Configuration reference¶
output_dir: capacity_search_output # Base output directory
start_value: 5.0 # Initial probe value
max_value: 100.0 # Maximum value to search
expansion_factor: 2.0 # Probe multiplier (default: 2.0)
max_iterations: 20 # Max total iterations
precision: 2 # Decimal precision for rate searches
benchmark_config:
# Full benchmark configuration
# See /config_reference/benchmark for all options
start_valueInitial value for probing. Choose a value likely to pass.
max_valueUpper bound for the search. Probing won’t exceed this.
expansion_factorHow aggressively to probe (2.0 = double each time).
precisionFor rate-based searches, how many decimal places to use.
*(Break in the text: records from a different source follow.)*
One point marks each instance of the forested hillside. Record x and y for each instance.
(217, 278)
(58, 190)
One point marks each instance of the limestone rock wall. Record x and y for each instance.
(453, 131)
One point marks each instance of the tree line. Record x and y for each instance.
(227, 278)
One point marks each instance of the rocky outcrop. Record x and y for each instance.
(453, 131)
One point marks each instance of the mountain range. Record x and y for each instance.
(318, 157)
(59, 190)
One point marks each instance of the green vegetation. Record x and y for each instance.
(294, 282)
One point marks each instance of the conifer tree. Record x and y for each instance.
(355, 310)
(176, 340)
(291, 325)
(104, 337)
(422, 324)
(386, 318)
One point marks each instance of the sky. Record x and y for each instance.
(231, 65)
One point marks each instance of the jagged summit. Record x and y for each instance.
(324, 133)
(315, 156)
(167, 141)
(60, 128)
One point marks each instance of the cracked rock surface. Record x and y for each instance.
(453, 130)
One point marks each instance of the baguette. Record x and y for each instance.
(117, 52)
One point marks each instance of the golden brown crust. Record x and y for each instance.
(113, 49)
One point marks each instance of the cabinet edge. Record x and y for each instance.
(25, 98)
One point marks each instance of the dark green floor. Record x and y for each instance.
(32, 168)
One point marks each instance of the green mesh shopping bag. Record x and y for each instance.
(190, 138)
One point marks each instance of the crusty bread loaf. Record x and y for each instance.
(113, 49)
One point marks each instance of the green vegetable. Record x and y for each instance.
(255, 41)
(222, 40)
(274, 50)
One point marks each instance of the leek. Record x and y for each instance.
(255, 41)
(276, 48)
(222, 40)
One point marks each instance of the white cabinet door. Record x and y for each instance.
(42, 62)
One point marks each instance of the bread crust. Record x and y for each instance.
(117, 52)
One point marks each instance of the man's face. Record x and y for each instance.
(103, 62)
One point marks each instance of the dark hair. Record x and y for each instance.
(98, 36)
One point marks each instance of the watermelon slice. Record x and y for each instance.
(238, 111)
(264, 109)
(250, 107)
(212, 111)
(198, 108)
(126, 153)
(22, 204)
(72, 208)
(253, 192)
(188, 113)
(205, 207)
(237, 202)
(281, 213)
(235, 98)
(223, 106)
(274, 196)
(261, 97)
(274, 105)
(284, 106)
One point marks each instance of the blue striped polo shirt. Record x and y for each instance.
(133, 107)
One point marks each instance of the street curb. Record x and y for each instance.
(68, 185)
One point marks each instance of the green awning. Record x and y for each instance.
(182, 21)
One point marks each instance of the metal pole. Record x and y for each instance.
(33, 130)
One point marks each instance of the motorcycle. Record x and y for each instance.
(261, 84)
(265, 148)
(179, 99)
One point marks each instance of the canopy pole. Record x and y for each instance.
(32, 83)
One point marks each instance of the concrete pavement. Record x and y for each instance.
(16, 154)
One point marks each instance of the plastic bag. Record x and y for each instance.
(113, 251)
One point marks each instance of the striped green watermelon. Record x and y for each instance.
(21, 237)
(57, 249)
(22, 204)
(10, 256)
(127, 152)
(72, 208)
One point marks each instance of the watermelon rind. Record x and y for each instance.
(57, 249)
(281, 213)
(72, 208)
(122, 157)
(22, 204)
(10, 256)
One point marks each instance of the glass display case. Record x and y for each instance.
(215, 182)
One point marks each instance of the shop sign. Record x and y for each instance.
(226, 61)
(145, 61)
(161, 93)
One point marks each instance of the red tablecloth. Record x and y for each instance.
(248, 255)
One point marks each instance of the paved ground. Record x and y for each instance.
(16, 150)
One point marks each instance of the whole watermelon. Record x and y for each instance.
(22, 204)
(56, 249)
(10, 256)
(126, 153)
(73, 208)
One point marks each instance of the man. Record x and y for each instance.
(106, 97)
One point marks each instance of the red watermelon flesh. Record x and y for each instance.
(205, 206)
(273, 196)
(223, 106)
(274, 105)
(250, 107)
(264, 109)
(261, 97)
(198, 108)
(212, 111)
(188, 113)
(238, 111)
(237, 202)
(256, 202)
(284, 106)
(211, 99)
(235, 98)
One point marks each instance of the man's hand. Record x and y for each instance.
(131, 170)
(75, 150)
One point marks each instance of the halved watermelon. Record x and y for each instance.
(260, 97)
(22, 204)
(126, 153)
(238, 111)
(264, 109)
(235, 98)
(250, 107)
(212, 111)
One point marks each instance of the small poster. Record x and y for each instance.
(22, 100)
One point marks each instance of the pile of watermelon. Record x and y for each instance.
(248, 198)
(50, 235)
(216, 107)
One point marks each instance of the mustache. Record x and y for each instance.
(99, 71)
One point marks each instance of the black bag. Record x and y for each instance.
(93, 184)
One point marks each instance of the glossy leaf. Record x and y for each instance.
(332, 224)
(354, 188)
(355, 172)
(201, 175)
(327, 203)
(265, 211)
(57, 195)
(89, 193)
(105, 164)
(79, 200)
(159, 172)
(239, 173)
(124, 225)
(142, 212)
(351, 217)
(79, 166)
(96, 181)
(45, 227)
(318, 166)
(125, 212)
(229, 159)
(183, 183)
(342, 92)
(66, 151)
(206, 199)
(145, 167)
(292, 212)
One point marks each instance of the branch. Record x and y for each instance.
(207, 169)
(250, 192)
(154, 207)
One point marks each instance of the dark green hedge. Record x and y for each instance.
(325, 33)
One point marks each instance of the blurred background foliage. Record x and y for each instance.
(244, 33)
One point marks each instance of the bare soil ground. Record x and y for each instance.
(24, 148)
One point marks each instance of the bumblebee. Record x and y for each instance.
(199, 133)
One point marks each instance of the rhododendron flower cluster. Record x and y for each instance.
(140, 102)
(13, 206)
Set to 0 for integer concurrency searches.
Defining SLOs¶
SLOs determine pass/fail for each iteration. Define them in the evaluator:
evaluators:
- type: performance
slos:
- name: "P99 TTFC under 500ms"
metric: ttfc
percentile: 0.99
value: 0.5 # 500ms in seconds
type: constant
- name: "P99 TBC under 50ms"
metric: tbc
percentile: 0.99
value: 0.05
- name: "P95 E2E under 10s"
metric: e2e
percentile: 0.95
value: 10.0
Available metrics:
ttfc: Time to first chunk/tokentbc: Time between chunkstpot: Time per output tokene2e: End-to-end latency
An iteration passes only if all SLOs are met.
Output structure¶
capacity_search_output/
└── 08:01:2026-17:25:35-b0fc8e1d/
├── config.yml # Search configuration
├── capacity_search_results.json # Final results
└── runs/ # Individual benchmark runs
├── 08:01:2026-17:25:35-f24d1805/
│ ├── config.yml
│ ├── metrics/
│ └── ...
└── 08:01:2026-17:25:50-4ea72acb/
└── ...
capacity_search_results.json contains the search outcome:
{
"traffic_scheduler_type": "concurrent",
"searched_knob": "traffic_scheduler.target_concurrent_sessions",
"best_value": 20.0,
"best_run_dir": "capacity_search_output/.../runs/...",
"history": [
{
"value": 10.0,
"all_slos_met": true,
"run_dir": ".../runs/08:01:2026-17:25:35-f24d1805",
"slo_results": { ... }
},
{
"value": 20.0,
"all_slos_met": true,
"run_dir": ".../runs/08:01:2026-17:25:50-4ea72acb",
"slo_results": { ... }
}
]
}
WandB integration¶
Enable WandB to track all iterations and get a summary run:
benchmark_config:
wandb:
enabled: true
project: veeksha
group: cap-search-llama-8b
The summary run includes:
Final capacity value
All iterations plotted
Comparison table
“BEST_CONFIG” tag on the optimal run
Example: Production capacity planning¶
Find the maximum rate for a latency-sensitive deployment:
output_dir: capacity_search_prod
start_value: 10.0
max_value: 500.0
expansion_factor: 2.0
max_iterations: 15
precision: 1
benchmark_config:
traffic_scheduler:
type: rate
interval_generator:
type: poisson
session_generator:
type: trace
trace_file: production_traffic.jsonl
flavor:
type: timed_synthetic_session
client:
type: openai_chat_completions
api_base: http://prod-server:8000/v1
model: meta-llama/Llama-3-70B-Instruct
runtime:
benchmark_timeout: 120
max_sessions: -1
evaluators:
- type: performance
slos:
- name: "P99 TTFT < 2s"
metric: ttfc
percentile: 0.99
value: 2.0
- name: "P50 TBC < 30ms"
metric: tbc
percentile: 0.50
value: 0.03
This uses real production traces and strict SLOs for accurate capacity planning.
Example: Concurrency capacity search¶
Find the maximum concurrency for throughput-oriented deployments:
# capacity_concurrent.veeksha.yml
output_dir: capacity_search_output
start_value: 4
max_value: 128
expansion_factor: 2.0
max_iterations: 15
precision: 0 # Integer concurrency values
benchmark_config:
traffic_scheduler:
type: concurrent
# target_concurrent_sessions set by capacity search
cancel_session_on_failure: false
session_generator:
type: synthetic
session_graph:
type: single_request
channels:
- type: text
body_length_generator:
type: fixed
value: 512
output_spec:
text:
output_length_generator:
type: fixed
value: 256
client:
type: openai_chat_completions
api_base: http://localhost:8000/v1
model: meta-llama/Llama-3-8B-Instruct
runtime:
benchmark_timeout: 60
max_sessions: -1
evaluators:
- type: performance
slos:
- name: "P99 TTFC < 5s"
metric: ttfc
percentile: 0.99
value: 5.0
type: constant
- name: "P99 TBC < 100ms"
metric: tbc
percentile: 0.99
value: 0.1
type: constant
uvx veeksha capacity-search --config capacity_concurrent.veeksha.yml
Tip
Use precision: 0 for concurrency searches (integer values) and
precision: 2 for rate searches (fractional rates).